Первое впечатление от встречи с городом – разочарование: «Вряд ли когда-нибудь столь страстное ожидание заканчивалось подобным разочарованием. И это Властелин Востока? Жалкий провинциальный городок в глухой местности…Грязный снег.  Мрачные ветхие домишки. Ни одного проспекта или приличной улицы.  А вдоль скорбных фасадов неторопливой поступью проходили патрули, при этом все солдаты были одеты в разную форму. Какой удар по моим мечтам! Какое падение в реальность!

     Но сильное разочарование – эта заброшенность и неустроенность – открывало чудесную возможность окунуться в иную жизнь, отличную от той, что мы вели совсем еще недавно…».

     В сером мире Владивостока память молодого французского летчика, словно прожектор, выхватывает наиболее запоминающиеся моменты,  самые яркие картины.


     - Французская миссия во Владивостоке размещалась в музее этнологии (этнографии), археологии и естественной истории (ныне это здание музея им. Арсеньева по ул. Петра Великого). Французским офицерам приходилось работать в довольно экзотической обстановке – среди скелетов гигантских китов, чучел сибирских тигров - самых крупных в мире, стрел, сделанных из костей, и прочей утвари каменного века.

    - Японцы контролировали порт Владивостока, чехи удерживали железную дорогу. Поражает история чешских батальонов, волею судьбы оказавшихся на бескрайних сибирских просторах России, погруженной в пучину Гражданской войны, к которой  чехи не имеют никакого отношения.  «Японцы  и чехи, две силы, великолепно организованные, надежные и эффективные.

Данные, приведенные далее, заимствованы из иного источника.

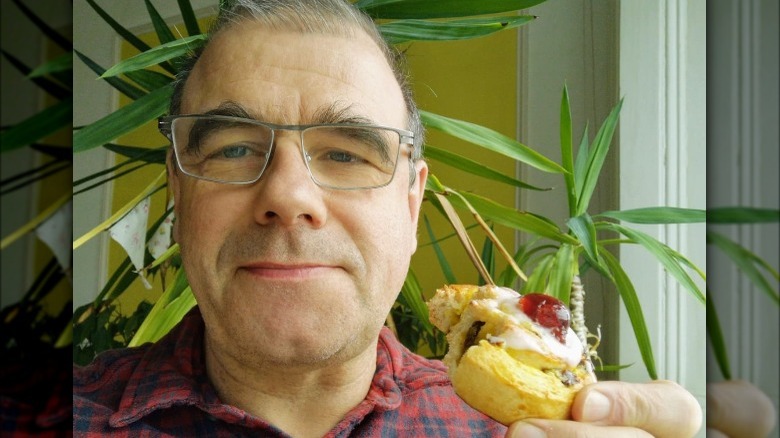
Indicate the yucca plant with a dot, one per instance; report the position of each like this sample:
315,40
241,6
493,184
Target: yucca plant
34,342
552,259
25,322
758,271
99,326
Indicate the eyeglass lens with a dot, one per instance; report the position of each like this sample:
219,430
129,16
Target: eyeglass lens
227,149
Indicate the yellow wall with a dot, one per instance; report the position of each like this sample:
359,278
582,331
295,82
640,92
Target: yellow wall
50,190
473,80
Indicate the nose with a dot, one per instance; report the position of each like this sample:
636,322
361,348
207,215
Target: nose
286,194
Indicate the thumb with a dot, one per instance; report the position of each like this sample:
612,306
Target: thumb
739,409
662,408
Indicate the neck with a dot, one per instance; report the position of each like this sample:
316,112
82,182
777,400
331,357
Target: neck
283,394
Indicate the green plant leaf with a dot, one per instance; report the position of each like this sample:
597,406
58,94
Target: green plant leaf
634,310
413,295
440,8
123,120
119,29
489,139
567,152
509,217
746,262
581,162
120,85
169,309
136,153
61,63
401,31
53,88
157,55
582,227
563,269
742,215
658,215
35,175
474,167
596,157
434,185
664,255
188,15
715,335
148,79
489,260
539,277
449,276
47,30
38,126
160,26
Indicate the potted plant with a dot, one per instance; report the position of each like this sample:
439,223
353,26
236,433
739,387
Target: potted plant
35,375
550,263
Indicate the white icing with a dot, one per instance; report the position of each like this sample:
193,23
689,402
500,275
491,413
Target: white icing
519,338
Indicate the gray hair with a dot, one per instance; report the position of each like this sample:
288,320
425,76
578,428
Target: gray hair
330,17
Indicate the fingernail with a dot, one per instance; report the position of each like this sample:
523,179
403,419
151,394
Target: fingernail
527,430
597,407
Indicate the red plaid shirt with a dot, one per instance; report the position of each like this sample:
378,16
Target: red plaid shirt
162,390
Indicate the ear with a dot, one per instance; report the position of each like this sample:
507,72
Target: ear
417,194
174,187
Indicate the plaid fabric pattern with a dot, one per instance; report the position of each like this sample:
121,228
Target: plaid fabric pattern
162,390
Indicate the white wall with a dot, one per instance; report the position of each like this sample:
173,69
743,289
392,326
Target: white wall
94,99
743,160
657,63
662,162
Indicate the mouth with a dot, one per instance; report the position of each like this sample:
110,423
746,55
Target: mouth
288,271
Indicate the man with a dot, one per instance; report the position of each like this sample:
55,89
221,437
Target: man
298,178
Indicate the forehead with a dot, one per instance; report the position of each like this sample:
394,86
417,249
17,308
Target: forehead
288,76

    Но в остальном – беспорядок, несогласованность, беспредел и полный кавардак», - так прояснили ситуацию находившиеся здесь офицеры. «Собрав людей с четырех концов света во имя борьбы с призрачным врагом, но теперь сложившая оружие, эта противоестественная экспедиция представляла собой невероятную смесь. Словно над ней колдовал какой-то безумец».

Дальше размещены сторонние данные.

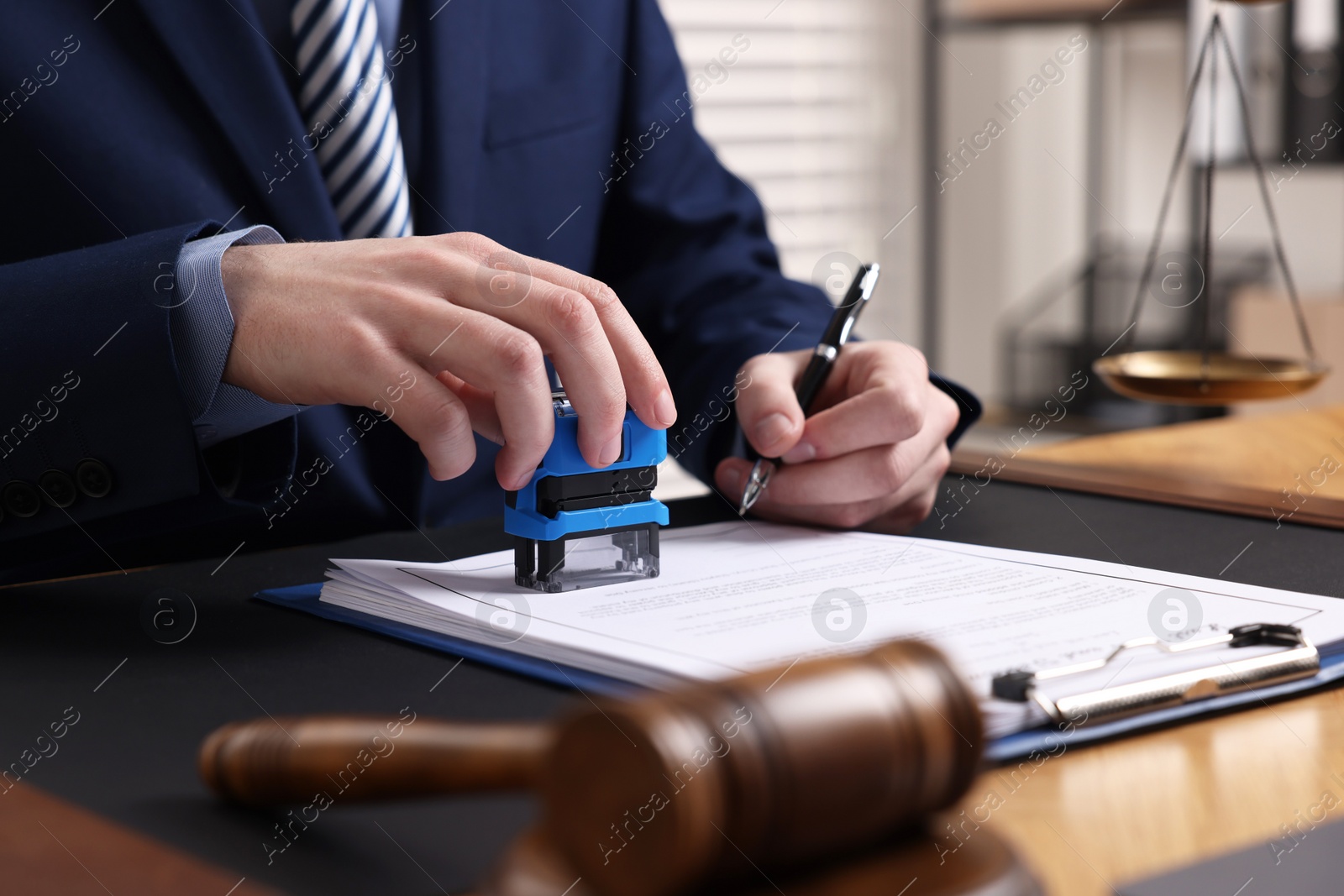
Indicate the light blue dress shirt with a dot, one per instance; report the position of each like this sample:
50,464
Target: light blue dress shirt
202,322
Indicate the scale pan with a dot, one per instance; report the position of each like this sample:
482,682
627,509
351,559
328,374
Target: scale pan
1178,378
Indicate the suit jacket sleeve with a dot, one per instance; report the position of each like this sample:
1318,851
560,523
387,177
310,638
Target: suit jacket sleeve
91,375
685,244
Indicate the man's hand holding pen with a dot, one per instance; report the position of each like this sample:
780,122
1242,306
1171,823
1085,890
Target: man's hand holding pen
873,450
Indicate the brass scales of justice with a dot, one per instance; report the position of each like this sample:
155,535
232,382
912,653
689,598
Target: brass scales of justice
1207,376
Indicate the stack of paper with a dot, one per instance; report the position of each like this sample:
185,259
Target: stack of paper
739,597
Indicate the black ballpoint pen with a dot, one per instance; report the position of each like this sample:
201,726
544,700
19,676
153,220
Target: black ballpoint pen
819,369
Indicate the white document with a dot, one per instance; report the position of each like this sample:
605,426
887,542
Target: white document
738,597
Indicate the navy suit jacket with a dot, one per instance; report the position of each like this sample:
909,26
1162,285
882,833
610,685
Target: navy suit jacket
170,120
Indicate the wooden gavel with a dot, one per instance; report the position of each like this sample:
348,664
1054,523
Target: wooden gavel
652,795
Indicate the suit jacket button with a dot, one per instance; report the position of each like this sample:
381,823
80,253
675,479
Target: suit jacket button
20,499
58,488
93,477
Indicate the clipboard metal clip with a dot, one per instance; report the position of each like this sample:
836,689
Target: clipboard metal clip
1297,660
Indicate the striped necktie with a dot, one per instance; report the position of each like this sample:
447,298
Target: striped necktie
347,101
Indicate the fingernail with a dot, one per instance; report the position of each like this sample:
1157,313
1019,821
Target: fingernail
664,409
770,430
800,453
611,452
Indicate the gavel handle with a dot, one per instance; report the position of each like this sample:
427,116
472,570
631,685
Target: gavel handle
269,762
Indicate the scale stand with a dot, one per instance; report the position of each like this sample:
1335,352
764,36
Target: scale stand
1206,376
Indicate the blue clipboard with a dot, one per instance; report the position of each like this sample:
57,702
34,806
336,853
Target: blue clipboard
1037,741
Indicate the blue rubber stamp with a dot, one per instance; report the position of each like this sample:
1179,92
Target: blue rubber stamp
575,527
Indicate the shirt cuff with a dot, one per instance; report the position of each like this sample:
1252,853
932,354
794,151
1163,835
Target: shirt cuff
202,328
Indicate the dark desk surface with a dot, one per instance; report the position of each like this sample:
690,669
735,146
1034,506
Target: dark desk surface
132,754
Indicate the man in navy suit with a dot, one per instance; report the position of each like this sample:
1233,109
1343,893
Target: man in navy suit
205,343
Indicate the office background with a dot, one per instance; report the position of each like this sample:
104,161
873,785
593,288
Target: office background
823,114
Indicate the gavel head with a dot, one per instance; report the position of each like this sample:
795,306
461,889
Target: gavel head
654,795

     - «А отряды красных партизан вели свою войну, нескончаемую и жестокую».

     - На вопрос только что прибывших офицеров: «А что во всем этом будем делать мы?», был дан ответ: «…Будете наблюдать со стороны…Для начала за прибытием ваших самолетов».

- Знание русского языка определило судьбу Жозефа во время пребывания во Владивостоке - предстояло найти груз (оружие, боеприпасы, теплые вещи), найти вагоны, найти машинистов и отправить состав в Сибирь. В Омск.  В хитросплетениях российских железных дорог, вокзалов, бесконечных циркулярах,  вороватых чиновниках, служащих на дороге, выполнить эту труднейшую задачу предстояло  с помощью…набора документов для предъявления гражданским и военным властям Владивостока, огромной суммы денег и револьвера.

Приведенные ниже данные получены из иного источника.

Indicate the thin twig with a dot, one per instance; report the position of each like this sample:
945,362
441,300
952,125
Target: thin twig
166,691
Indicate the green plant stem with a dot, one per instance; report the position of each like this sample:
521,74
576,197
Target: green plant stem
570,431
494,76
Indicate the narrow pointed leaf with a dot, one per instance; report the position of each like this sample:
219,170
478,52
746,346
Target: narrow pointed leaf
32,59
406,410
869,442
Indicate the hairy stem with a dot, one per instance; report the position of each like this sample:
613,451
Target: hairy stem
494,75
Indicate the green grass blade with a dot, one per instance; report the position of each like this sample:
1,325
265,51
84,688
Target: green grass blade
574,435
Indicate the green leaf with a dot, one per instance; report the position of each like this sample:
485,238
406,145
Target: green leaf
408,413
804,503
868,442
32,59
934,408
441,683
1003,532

     «Боеприпасы, оружие, провизия, вагоны, локомотивы, начальники депо, начальники поездов, механики. Короче говоря, люди и вещи – мы должны были все купить, а также подкупить всех и вся, иначе задание не выполнить. Но сделать это надо не по рыночным ценам. Тут и бюджета целого государства вряд ли хватило бы. Придется прибегнуть к взяткам».

Россия, Владивосток  того времени -  «повсюду царили нищета, беспорядок и отчаяние».

     - «Я мог бы рассказать о портовых притонах, пахнущих водкой и преступлениями, о китайских трущобах, где среди грязи и паразитов ютились голодные кули. Они тысячами переезжали сюда, тайно пересекая границу…»

     - Вокзал Владивостока… «При ближайшем рассмотрении вокзал производил весьма благоприятное впечатление…Но вокзал был источником зловония, который просто сбивал с ног. Отвратительный до тошноты запах».  Самое ужасное было еще впереди: «От двери до самых дальних уголков зала пол был устлан густой отвратительной массой, мягкой, рыхлой, похожей на торф или трясину. Никто не знал, жива ли она или мертва…  Мне понадобилось много времени, чтобы различить в этой массе, покрывавшей все пространство зала …человеческие тела, переплетенные, связанные между собой».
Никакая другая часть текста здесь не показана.